ROMA – Regna il mistero sul cadavere trovato carbonizzato ieri mattina in una campagna alla periferia di Roma, sulla via Ardeatina, dove un contadino si è trovato davanti a uno scenario raccapricciante nel suo terreno. Un uomo di identità ancora sconosciuta è stato giustiziato a colpi di pistola, poi il suo corpo è stato dato alle fiamme per far perdere ogni traccia e per saperne di più bisognerà attendere gli accertamenti dei Ris che, innanzitutto, risaliranno al suo Dna per poi confrontarlo con quello di pregiudicati e ricercati. Secondo indiscrezioni ancora da accertare potrebbe trattarsi del secondo marocchino ritenuto autore dell’omicidio del commerciante cinese Zhou Zheng e di sua figlia Joy di nove mesi, uccisi il 4 gennaio scorso a Torpignattara durante una rapina.
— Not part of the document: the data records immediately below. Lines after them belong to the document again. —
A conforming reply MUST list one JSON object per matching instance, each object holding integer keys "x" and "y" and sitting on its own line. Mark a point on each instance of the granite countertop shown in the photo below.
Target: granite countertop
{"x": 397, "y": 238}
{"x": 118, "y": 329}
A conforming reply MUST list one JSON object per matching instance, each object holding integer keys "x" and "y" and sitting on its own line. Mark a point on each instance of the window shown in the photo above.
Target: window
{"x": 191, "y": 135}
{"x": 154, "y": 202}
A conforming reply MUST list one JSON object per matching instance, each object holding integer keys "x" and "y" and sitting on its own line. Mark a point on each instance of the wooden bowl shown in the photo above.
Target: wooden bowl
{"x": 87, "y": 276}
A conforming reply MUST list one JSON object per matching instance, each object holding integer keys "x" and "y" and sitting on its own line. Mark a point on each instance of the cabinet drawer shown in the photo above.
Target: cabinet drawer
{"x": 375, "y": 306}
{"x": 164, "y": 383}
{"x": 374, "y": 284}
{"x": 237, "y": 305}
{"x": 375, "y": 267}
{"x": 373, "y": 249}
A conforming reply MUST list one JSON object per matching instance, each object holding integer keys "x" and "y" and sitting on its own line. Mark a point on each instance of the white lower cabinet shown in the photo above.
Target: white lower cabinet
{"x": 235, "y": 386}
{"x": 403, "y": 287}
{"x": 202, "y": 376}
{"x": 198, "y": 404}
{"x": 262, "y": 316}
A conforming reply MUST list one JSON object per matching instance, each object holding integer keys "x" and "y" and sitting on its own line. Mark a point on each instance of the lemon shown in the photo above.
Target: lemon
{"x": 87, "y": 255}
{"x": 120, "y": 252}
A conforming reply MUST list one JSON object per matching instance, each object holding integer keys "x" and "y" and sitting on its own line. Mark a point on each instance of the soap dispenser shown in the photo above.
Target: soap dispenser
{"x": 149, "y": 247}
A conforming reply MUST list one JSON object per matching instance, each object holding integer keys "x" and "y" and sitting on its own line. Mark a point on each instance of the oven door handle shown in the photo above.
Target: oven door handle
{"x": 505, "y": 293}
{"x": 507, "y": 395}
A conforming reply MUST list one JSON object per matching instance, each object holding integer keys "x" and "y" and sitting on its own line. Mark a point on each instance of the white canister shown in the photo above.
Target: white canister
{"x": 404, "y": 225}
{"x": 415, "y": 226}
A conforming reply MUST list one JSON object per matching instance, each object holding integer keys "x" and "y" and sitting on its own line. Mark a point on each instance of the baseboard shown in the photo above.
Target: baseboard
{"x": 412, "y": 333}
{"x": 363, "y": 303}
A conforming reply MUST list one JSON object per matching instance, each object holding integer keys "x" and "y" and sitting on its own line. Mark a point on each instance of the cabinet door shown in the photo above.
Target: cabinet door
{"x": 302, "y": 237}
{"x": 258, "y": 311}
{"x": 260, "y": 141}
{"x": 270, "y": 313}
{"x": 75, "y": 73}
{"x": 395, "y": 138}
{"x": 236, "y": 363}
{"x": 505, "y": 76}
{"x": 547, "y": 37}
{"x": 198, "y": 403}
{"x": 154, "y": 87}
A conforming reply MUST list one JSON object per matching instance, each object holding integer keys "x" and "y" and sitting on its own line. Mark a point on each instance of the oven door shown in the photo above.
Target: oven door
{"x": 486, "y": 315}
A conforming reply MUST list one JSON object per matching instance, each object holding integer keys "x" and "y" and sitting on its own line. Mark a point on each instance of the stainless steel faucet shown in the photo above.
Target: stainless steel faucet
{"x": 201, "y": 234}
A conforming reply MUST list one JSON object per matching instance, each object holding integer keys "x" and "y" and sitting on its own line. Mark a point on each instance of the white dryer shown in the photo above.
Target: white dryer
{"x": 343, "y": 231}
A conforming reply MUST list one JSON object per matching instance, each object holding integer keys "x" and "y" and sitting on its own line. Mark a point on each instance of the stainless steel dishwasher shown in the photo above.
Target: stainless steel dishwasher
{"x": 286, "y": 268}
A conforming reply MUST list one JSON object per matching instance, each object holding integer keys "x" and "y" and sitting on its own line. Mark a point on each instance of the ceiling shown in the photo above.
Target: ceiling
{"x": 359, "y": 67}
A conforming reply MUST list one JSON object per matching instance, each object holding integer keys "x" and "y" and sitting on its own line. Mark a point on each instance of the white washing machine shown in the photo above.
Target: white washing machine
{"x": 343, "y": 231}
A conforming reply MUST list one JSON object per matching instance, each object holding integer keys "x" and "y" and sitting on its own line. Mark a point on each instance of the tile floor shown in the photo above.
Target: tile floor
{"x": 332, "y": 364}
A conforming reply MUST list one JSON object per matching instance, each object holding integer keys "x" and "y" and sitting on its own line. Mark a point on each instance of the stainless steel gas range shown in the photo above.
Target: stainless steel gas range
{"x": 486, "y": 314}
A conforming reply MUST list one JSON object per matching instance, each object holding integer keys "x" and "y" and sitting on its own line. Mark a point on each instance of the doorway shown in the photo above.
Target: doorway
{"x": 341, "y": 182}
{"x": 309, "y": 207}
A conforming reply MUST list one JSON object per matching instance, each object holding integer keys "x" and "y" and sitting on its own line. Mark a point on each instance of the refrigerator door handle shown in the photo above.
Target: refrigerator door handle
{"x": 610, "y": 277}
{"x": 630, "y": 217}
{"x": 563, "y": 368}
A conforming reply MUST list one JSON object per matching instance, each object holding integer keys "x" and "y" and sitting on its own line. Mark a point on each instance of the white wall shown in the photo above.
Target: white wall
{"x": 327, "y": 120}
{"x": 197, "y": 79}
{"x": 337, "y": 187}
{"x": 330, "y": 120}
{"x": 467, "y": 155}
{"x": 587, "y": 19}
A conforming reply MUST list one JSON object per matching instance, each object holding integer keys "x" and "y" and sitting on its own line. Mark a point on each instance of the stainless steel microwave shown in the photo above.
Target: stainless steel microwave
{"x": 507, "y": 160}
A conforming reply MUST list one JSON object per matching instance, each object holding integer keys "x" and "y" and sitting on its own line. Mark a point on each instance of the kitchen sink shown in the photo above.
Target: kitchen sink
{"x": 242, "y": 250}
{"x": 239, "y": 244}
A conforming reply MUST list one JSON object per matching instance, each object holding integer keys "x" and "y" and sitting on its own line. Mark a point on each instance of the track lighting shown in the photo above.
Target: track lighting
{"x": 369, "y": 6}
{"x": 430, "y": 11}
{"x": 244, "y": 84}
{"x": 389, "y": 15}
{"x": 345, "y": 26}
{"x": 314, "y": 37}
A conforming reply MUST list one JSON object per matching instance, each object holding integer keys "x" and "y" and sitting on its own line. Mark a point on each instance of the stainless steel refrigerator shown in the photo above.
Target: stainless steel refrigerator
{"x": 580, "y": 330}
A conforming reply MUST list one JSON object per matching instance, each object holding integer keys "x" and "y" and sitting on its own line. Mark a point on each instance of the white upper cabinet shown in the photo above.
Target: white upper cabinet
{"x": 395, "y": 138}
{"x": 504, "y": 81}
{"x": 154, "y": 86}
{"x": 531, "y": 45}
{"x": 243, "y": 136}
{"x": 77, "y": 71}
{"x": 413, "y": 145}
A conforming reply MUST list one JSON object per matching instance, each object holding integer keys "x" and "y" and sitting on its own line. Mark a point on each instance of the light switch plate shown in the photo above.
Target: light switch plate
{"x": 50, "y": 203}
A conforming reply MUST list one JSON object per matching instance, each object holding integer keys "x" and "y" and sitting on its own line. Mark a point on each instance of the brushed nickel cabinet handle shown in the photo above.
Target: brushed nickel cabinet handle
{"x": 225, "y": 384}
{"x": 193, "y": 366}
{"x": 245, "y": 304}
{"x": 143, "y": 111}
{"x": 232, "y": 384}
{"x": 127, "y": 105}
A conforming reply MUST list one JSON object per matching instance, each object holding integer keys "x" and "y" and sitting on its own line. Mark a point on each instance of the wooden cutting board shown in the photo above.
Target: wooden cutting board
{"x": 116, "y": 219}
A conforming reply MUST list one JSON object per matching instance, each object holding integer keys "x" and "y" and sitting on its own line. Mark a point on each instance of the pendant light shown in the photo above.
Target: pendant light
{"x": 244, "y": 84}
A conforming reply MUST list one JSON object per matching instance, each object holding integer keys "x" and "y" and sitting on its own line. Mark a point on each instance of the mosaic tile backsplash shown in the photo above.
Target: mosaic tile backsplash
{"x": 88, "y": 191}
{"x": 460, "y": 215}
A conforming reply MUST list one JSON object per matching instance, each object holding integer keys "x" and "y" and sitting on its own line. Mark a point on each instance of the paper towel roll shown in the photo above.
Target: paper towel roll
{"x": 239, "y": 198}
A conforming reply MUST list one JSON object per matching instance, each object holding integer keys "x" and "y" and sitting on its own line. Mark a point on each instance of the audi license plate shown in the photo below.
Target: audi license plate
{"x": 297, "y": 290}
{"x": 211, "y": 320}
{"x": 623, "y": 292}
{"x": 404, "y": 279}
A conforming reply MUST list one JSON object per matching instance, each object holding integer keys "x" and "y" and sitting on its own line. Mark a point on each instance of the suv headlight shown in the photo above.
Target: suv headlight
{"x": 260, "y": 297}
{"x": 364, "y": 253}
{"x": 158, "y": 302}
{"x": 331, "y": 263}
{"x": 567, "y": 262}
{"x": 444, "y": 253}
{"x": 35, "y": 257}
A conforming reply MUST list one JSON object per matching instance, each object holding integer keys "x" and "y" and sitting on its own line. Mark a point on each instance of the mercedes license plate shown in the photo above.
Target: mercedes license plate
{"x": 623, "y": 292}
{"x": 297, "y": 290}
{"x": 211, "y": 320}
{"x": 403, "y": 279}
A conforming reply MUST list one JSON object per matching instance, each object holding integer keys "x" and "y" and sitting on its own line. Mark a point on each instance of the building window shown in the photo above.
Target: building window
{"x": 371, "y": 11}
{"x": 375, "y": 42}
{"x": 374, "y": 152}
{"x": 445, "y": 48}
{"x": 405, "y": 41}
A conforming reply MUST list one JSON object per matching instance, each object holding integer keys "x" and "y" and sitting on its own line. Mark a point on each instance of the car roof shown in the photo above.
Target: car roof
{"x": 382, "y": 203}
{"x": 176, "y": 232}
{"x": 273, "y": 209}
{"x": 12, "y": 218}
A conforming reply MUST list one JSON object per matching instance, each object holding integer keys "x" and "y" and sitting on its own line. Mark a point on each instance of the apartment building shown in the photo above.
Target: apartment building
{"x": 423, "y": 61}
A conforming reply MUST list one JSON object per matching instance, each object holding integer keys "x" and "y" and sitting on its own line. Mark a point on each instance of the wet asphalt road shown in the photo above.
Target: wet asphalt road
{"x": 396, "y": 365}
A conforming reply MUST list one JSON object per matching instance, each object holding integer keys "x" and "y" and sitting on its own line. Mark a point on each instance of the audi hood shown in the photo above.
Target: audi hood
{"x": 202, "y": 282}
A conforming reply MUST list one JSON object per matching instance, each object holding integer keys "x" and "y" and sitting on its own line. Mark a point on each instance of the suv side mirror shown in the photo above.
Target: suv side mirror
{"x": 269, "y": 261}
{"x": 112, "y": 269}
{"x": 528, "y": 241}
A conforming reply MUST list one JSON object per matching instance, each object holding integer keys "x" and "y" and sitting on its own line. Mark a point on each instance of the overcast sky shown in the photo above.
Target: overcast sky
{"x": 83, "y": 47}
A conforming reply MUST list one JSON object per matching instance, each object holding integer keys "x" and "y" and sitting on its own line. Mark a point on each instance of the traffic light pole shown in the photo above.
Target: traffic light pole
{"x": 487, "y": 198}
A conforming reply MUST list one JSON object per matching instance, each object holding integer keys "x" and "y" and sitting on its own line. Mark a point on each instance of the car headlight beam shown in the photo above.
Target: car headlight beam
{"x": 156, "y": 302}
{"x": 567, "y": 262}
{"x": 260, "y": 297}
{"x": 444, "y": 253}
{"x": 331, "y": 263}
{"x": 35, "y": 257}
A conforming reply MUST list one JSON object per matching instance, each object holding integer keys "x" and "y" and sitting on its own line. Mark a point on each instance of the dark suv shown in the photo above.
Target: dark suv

L’altro rapitore killer era stato trovato impiccato due settimane fa in un’altra zona di campagna, sebbene gli inquirenti siano più sbilanciati sull’istigazione al suicidio piuttosto che su un suicidio vero e proprio. Invece ieri sulla via Ardeatina gli inquirenti hanno trovato alcuni bossoli di pistola, tracce di sangue e una escavatrice parzialmente bruciata e utilizzata per scavare la fossa dove è stato rinvenuto il cadavere. Tutti gli elementi sono ora al vaglio degli investigatori, mentre sul fronte politico si susseguono polemiche su una città che sta divenendo di giorno in giorno sempre più pericolosa e le istituzioni sembrano non poter far altro che assistere passivamente.